Currency ban shocks Indians abroad
India’s shock move on Tuesday to withdraw large denomination bank notes from circulation to fight corruption and tax evasion has left some overseas citizens high and dry, as money changers in key Asian centres stopped accepting the currency.
In Hong Kong’s Chungking Mansions, home to more than a dozen money changers and a key hub for Indian businesses and traders, the Indian rupee found no takers, with several currency dealers displaying “0.00” on their counters.
The bustling 17-storey building, made famous by Wong Kar-wai’s 1994 movie Chungking Express depicting the seedy underbelly of Hong Kong, is popular with travellers looking for cheap accommodation and spicy Indian curries.
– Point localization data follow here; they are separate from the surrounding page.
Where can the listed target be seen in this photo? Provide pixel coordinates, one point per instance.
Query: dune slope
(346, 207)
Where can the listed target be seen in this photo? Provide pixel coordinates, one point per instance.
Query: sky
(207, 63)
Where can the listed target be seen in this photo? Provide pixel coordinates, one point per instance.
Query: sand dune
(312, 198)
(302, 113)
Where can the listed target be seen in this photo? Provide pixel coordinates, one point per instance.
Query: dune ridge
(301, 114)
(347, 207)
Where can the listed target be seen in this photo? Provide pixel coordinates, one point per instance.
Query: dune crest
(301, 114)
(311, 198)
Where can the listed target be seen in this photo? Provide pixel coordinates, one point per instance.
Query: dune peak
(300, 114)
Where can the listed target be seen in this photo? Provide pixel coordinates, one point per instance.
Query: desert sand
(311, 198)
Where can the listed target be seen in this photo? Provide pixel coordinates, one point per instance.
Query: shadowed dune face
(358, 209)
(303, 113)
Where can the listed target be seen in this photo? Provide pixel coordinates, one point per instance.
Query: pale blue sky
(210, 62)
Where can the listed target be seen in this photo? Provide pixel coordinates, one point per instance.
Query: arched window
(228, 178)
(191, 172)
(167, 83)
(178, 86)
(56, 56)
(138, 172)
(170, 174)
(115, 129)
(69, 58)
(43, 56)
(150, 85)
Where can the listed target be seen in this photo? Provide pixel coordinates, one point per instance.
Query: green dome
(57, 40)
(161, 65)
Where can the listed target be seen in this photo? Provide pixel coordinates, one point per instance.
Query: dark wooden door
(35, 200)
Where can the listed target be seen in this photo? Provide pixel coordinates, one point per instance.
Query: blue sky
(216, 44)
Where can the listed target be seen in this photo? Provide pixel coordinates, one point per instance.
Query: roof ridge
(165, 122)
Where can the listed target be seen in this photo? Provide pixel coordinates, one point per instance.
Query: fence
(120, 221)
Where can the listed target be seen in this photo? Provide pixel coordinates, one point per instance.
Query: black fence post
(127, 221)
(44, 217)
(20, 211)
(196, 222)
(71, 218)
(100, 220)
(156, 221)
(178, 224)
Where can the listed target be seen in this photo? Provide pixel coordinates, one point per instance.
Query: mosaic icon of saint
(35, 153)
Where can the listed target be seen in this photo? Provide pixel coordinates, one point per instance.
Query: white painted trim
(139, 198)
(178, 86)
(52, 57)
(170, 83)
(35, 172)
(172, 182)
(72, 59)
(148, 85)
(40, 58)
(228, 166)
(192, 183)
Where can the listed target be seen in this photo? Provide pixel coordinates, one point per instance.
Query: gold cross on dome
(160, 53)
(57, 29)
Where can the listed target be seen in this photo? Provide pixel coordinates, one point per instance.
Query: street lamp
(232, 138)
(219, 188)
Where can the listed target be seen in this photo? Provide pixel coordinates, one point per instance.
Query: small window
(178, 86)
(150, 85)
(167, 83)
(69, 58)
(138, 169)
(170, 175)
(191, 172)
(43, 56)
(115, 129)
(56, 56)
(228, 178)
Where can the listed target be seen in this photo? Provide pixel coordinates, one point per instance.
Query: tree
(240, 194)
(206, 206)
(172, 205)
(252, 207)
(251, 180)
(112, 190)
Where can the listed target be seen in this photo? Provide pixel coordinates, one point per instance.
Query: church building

On Wednesday morning, more than the usual number of Indian custo-mers turned up frantically looking to exchange their Indian notes, according to local money changers.
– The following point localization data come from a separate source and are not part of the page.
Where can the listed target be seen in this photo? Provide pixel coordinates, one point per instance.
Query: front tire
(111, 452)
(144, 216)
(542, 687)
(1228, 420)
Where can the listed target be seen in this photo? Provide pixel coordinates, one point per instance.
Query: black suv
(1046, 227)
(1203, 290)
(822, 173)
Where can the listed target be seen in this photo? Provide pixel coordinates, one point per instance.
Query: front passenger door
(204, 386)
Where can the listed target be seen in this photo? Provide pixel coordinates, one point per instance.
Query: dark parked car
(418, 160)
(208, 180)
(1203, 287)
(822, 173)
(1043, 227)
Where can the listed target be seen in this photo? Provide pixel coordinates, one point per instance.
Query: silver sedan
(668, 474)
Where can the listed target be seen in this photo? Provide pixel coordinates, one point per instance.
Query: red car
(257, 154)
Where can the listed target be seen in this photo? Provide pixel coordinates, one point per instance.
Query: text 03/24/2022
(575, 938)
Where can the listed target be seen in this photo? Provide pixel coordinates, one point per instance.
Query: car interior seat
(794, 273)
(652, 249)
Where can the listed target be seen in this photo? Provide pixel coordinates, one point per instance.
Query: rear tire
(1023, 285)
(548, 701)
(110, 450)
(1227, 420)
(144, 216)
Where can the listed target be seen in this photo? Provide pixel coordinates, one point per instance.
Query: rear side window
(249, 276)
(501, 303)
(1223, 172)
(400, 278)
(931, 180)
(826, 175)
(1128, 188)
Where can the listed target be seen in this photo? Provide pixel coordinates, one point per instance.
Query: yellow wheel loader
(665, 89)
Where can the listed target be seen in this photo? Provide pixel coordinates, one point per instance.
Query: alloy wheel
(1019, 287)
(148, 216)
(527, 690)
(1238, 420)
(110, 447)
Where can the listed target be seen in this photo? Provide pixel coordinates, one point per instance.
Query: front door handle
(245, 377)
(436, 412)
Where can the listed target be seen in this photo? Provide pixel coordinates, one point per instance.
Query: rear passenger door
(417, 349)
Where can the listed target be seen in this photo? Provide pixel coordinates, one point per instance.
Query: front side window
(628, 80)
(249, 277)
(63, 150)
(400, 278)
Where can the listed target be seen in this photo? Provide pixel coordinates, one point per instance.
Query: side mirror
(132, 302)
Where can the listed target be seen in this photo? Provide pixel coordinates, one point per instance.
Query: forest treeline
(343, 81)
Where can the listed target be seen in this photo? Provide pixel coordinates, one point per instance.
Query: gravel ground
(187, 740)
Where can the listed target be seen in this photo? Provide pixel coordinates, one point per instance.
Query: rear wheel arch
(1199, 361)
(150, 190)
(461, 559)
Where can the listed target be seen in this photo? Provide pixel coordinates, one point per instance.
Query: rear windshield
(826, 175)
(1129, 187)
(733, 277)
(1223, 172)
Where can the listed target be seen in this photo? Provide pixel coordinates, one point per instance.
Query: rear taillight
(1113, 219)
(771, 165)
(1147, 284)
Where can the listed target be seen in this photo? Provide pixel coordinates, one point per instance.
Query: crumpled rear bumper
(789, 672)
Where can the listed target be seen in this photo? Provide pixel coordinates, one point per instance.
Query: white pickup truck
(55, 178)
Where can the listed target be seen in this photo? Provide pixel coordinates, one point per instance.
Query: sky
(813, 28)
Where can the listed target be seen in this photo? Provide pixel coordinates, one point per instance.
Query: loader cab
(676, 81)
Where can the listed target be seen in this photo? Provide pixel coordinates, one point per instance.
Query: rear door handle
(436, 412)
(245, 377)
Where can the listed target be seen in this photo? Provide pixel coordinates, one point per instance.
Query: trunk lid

Gurpreet Kaur, a Hong Kong resident of Indian origin who was trying to convert about Rs 50,000, was disappointed after seven money changers refused to accept the 500 rupee bank notes she presented.
“This is really frustrating and we had no time to act,” she said.
In a surprise move, India announced it was banning the circulation of 500 and 1,000 rupee notes.
The decision is designed to bring billions of dollars in unaccounted wealth into the mainstream economy and to tackle India’s corruption and counterfeit currency problems.
It was a similar story in Singapore, another Asian financial centre with a sizeable Indian community, with people holding rupees and unable to exchange them into other currencies. “We’re not trading the currency to-day. Usually no one comes to change rupees but today there are a lot of people coming to change it,” an employee at Singapore-based City Money Changer said.